# Most efficient white led at low current?



## fnj (Jan 26, 2011)

What is the most efficient white LED available at a current level of around 0.26 ma?


----------



## J_C (Jul 7, 2011)

Perhaps you mean 26mA or 0.26A?? If you really mean 0.26mA I don't see the point in finding one but I'm always glad to learn.


----------



## fnj (Sep 14, 2011)

I mean 0.26 ma. With a Radio Shack 276-0017 that gives me a dandy night light. I even tried an XM-L (!) at 0.26 ma and the performance is dandy. I just wondered if there was something else even better.


----------



## deadrx7conv (Sep 14, 2011)

Repeat of what JC said. 

What driver or battery did you use to get .26ma? What lumen output? 

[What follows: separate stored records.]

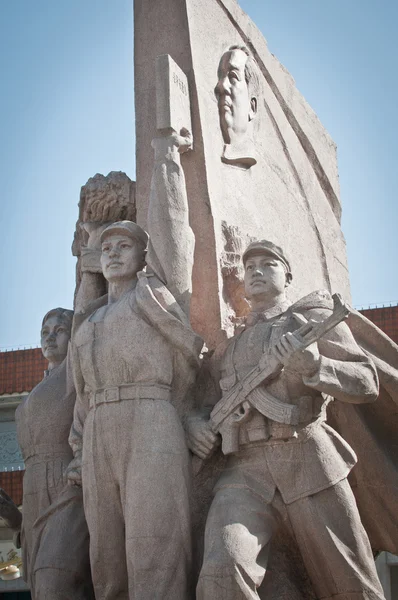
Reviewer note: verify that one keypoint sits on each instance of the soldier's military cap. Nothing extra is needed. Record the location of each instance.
(269, 248)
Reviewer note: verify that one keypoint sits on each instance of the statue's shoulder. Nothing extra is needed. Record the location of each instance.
(81, 316)
(318, 300)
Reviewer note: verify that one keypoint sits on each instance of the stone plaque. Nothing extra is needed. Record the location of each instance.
(173, 109)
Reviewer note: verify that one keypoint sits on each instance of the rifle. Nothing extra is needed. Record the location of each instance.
(234, 407)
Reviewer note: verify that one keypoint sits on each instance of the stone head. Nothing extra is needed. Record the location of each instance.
(237, 91)
(267, 270)
(55, 334)
(123, 251)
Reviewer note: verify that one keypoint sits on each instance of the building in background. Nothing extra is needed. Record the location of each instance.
(22, 370)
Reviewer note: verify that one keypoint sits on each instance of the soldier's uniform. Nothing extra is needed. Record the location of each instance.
(302, 467)
(134, 362)
(135, 466)
(54, 540)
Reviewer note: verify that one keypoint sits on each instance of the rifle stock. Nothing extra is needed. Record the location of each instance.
(225, 417)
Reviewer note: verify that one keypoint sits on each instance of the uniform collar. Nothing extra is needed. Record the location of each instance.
(262, 317)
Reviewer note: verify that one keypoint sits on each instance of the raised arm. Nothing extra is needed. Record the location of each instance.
(171, 246)
(73, 471)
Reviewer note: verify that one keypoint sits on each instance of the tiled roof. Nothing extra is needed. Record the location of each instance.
(386, 318)
(21, 370)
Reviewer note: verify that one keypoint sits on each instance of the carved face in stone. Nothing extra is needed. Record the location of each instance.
(122, 257)
(55, 335)
(235, 104)
(265, 275)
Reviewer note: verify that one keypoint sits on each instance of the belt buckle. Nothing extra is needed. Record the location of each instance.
(111, 394)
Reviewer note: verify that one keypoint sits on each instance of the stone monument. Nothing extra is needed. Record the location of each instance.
(134, 362)
(228, 153)
(291, 194)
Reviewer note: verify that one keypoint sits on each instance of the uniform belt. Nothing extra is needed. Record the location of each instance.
(130, 391)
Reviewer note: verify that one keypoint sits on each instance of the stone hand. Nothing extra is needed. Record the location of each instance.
(9, 511)
(184, 140)
(73, 472)
(91, 252)
(291, 352)
(200, 437)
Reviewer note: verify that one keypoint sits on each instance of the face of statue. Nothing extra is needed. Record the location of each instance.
(265, 276)
(121, 258)
(55, 335)
(235, 106)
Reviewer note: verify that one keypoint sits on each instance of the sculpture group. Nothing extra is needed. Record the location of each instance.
(110, 434)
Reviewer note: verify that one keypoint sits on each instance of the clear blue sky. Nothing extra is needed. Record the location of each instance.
(67, 113)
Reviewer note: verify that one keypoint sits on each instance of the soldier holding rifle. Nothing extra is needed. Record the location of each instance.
(284, 461)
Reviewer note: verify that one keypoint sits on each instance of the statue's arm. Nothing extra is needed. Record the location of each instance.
(10, 512)
(171, 245)
(344, 370)
(73, 471)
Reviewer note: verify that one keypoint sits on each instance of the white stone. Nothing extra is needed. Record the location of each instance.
(173, 109)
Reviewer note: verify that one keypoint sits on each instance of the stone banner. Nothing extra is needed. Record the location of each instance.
(263, 166)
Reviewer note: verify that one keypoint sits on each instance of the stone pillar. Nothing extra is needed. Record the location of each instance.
(286, 191)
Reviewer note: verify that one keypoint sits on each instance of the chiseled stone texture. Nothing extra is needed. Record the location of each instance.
(291, 195)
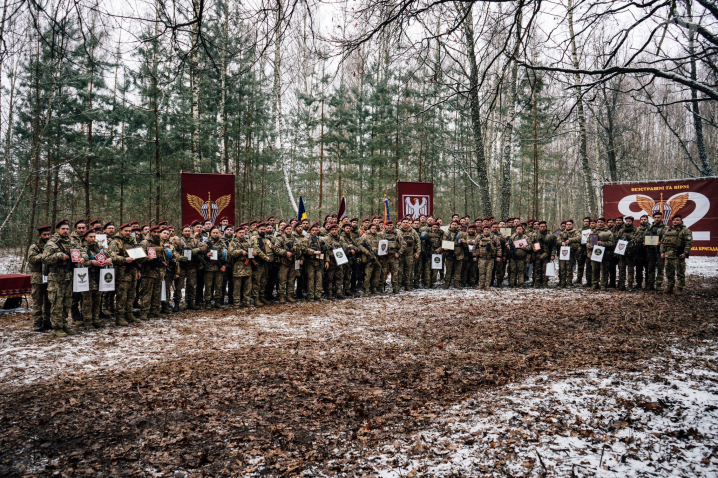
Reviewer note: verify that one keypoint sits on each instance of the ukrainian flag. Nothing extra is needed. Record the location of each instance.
(302, 213)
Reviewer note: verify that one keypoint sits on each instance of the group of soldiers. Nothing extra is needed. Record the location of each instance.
(261, 262)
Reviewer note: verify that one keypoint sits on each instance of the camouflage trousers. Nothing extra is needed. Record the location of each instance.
(631, 267)
(391, 264)
(126, 287)
(40, 306)
(242, 289)
(187, 280)
(213, 285)
(335, 279)
(60, 295)
(287, 276)
(654, 270)
(486, 269)
(91, 302)
(314, 278)
(599, 271)
(453, 270)
(150, 293)
(675, 267)
(418, 270)
(406, 266)
(540, 279)
(373, 276)
(518, 269)
(565, 270)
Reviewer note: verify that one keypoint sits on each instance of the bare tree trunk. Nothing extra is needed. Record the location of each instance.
(195, 80)
(707, 169)
(481, 168)
(582, 150)
(509, 130)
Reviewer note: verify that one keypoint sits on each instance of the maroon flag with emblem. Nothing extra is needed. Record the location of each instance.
(414, 199)
(207, 197)
(696, 200)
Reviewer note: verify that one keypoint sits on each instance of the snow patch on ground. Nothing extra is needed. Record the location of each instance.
(587, 423)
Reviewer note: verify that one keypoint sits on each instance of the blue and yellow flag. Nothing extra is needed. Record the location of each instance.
(302, 213)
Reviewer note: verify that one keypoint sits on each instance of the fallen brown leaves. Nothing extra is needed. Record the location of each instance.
(284, 408)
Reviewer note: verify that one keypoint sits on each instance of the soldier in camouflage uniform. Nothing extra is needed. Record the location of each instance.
(411, 253)
(570, 237)
(152, 275)
(263, 254)
(187, 280)
(242, 270)
(488, 249)
(373, 271)
(470, 273)
(676, 247)
(92, 299)
(314, 262)
(453, 259)
(126, 274)
(213, 275)
(600, 269)
(655, 264)
(395, 249)
(431, 244)
(518, 257)
(545, 253)
(335, 273)
(40, 300)
(56, 255)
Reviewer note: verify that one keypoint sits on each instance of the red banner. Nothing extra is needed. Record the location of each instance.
(696, 200)
(414, 199)
(207, 197)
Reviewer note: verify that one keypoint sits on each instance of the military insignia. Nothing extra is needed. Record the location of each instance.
(209, 209)
(667, 208)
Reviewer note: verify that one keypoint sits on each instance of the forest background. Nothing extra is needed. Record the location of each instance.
(511, 108)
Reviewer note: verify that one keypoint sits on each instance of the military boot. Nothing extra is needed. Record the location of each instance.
(59, 333)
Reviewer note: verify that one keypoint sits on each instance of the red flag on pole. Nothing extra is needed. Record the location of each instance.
(342, 209)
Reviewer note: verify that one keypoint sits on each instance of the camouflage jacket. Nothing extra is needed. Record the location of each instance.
(522, 251)
(605, 236)
(676, 240)
(214, 245)
(332, 242)
(34, 261)
(456, 237)
(547, 242)
(488, 246)
(242, 264)
(411, 240)
(59, 269)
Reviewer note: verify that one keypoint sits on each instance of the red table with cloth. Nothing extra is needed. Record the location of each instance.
(14, 285)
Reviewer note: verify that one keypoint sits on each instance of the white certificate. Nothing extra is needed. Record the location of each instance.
(448, 245)
(136, 253)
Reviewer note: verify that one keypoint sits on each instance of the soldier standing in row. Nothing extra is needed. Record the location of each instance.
(675, 248)
(56, 256)
(40, 301)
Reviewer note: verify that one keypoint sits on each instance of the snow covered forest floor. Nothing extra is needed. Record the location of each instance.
(429, 383)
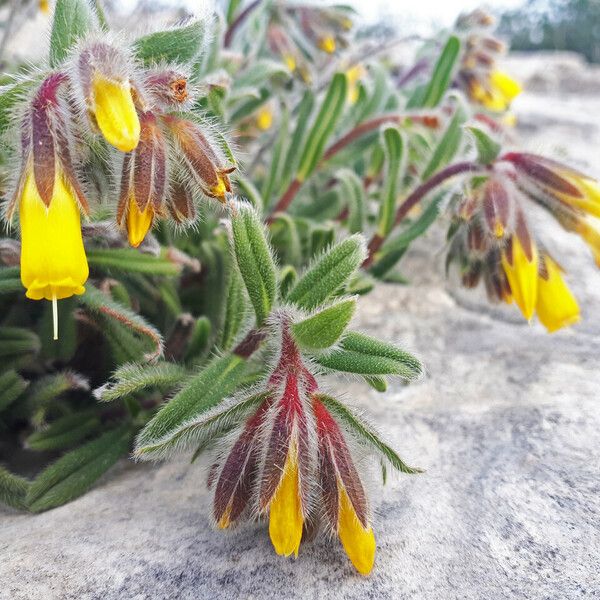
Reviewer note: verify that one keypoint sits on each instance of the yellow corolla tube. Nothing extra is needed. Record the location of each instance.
(556, 306)
(53, 261)
(114, 110)
(522, 274)
(138, 222)
(358, 542)
(285, 519)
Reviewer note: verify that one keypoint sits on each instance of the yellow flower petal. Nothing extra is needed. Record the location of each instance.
(264, 118)
(138, 222)
(53, 261)
(285, 519)
(327, 44)
(505, 85)
(358, 542)
(556, 306)
(522, 276)
(115, 112)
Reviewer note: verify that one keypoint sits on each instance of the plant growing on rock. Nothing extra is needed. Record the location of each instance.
(158, 295)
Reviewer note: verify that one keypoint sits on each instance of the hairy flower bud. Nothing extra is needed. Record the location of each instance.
(201, 157)
(104, 75)
(49, 199)
(143, 182)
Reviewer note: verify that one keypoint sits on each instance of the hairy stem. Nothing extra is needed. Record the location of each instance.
(415, 197)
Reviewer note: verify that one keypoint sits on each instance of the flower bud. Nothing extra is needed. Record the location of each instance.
(201, 158)
(143, 182)
(104, 75)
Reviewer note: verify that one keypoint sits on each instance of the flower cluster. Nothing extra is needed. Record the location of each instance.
(167, 157)
(493, 239)
(479, 76)
(292, 463)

Typically, 5mm LEDs run at 20ma(notice the missing decimal) or .020A 

Reminds me of a phone bill:
http://youtu.be/D2isSJKntbg


----------



## Curt R (Sep 14, 2011)

I am not sure that you can get visible light out of an LED with only
1/4 of a mA drive. 

How are you measuring the current draw to the LED?

Curt


----------



## Lynx_Arc (Sep 14, 2011)

Curt R said:


> I am not sure that you can get visible light out of an LED with only
> 1/4 of a mA drive.
> 
> How are you measuring the current draw to the LED?
> ...


 newer high end brand LEDs can give out usable light down to 0.1ma. The trick is having a reflector and night adjusted eyes. You should try direct driving an LED off 2 nimh batteries and see how long and low it goes before unusable.


----------



## J_C (Sep 14, 2011)

Whether an LED needs 0.26mA or slightly more is pretty irrelevant. You win no prize for small fractions of a mA, nor do you even save power when using power to post and us to reply. Seeking some exotic part for this purpose does not seem logical nor beneficial in any way.


----------



## deadrx7conv (Sep 14, 2011)

http://www.candlepowerforums.com/vb/showthread.php?89607-White-LED-lumen-testing This thread is a good read. You might find your answer. I'd wager that you'd want the smallest LED that you can find since efficiency below 10ma is lame for larger LEDs. Seems they need some power to light the whole die and start working. You should look for some 3mm or 5mm LEDs from Nichia, The Shack, Cree... Go small as possible for that 1/4 ma of power.


----------



## IMSabbel (Sep 15, 2011)

Like the others said, pointless.

At this drive current, driver losses will dominate everything else (especially if your way to reach those low currents is just a series resistor)


----------



## MikeAusC (Sep 15, 2011)

For high power LEDs, it's well known that as you increase current, the efficiency decreases. Well it turns out that at very low currents, the efficiency also drops off - so there's a point of maximum efficiency.

For the XR-E that peak was at 50mA - about 1/20th of the maximum current - with a sharp dropoff in efficiency below that current.

So for a 20mA LED you could assume it's most efficient around 1mA.


----------